5,447,640 members and growing! (21,189 online)
Email Password   helpLost your password?
Web Development » ASP.NET » Samples     Intermediate

DotLucene: Full-Text Search for Your Intranet or Website using 37 Lines of Code

By Dan Letecky

An introduction to DotLucene, open source full-text search engine.
C#, Windows, .NET 1.1, .NET, ASP.NET, Visual Studio, VS.NET2003, Dev

Posted: 1 Feb 2005
Updated: 30 Mar 2005
Views: 123,381
Bookmarked: 164 times
Announcements
Want a new Job?



Search    
Advanced Search
Sitemap
47 votes for this Article.
Popularity: 7.87 Rating: 4.70 out of 5
3 votes, 6.4%
1
0 votes, 0.0%
2
0 votes, 0.0%
3
6 votes, 12.8%
4
38 votes, 80.9%
5

DotLucene: excellent full-text search engine

Can there be a full-text search coded on 37 lines? Well, I am going to cheat a bit and use DotLucene for the dirty work. DotLucene is a .NET port of Jakarta Lucene search engine maintained by George Aroush et al. Here is a quick list of its features:

  • It can be used in ASP.NET, Win Forms or console applications.
  • Very good performance.
  • Ranked search results.
  • Search query highlighting in results.
  • Searches structured and unstructured data.
  • Metadata searching (query by date, search custom fields...).
  • Index size approximately 30% of the indexed text.
  • Can also store full indexed documents.
  • Pure managed .NET in a single assembly (244 KB).
  • Very friendly licensing (Apache Software License 2.0).
  • Localizable (support for Brazilian, Czech, Chinese, Dutch, English, French, Japanese, Korean and Russian included).
  • Extensible (source code included).

Warning

Don't take the line count too seriously.
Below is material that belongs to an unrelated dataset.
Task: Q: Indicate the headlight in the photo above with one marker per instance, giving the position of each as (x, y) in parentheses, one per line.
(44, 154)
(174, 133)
I will show you that the core functionality doesn't take more than 37 lines of code, but to make it a real application you will need to spend some more time on it...

Demo project

We will build a simple demo project that shows how to:

  • index HTML files found in a specified directory (including subdirectories).
  • search the index using a ASP.NET application.
  • highlight the query words in the search results.

But DotLucene has more potential. In real-world application, you would probably want to:

  • Add the new documents to the index when they appear in the directory. You don't need to rebuild the whole index.
  • Include other file types. DotLucene can index any file type which you are able to convert to plain text.

Why Not to Use Microsoft Indexing Server?

If you are happy with the Indexing Server, no problem. However, DotLucene has many advantages:

  • DotLucene is a single assembly of 100% managed code. It has no external dependencies.
  • It can be used on a shared hosting. If you prepare the index in advance, you need no permissions to write on disk.
  • You can use it to index any type of data (e-mails, XML, HTML files, etc.) from any source (database, web, etc.). That's because you need to supply plain text to the indexer. Loading and parsing the source is up to you.
  • Allows you to specify the attributes ("fields") that should be included in the index. You can search using these fields (e.g. by author, date, keywords).
  • It is an open source.
  • It is easily extensible.

Line 1: Creating the Index

The following line of code creates a new index stored on disk. directory is a path to the directory where the index will be stored.

IndexWriter writer = 
   new IndexWriter(directory, new StandardAnalyzer(), true);

In this example, we create the index from scratch. This is not necessary, you can also open an existing index and add documents to it. You can also update existing documents by deleting it and adding a new version.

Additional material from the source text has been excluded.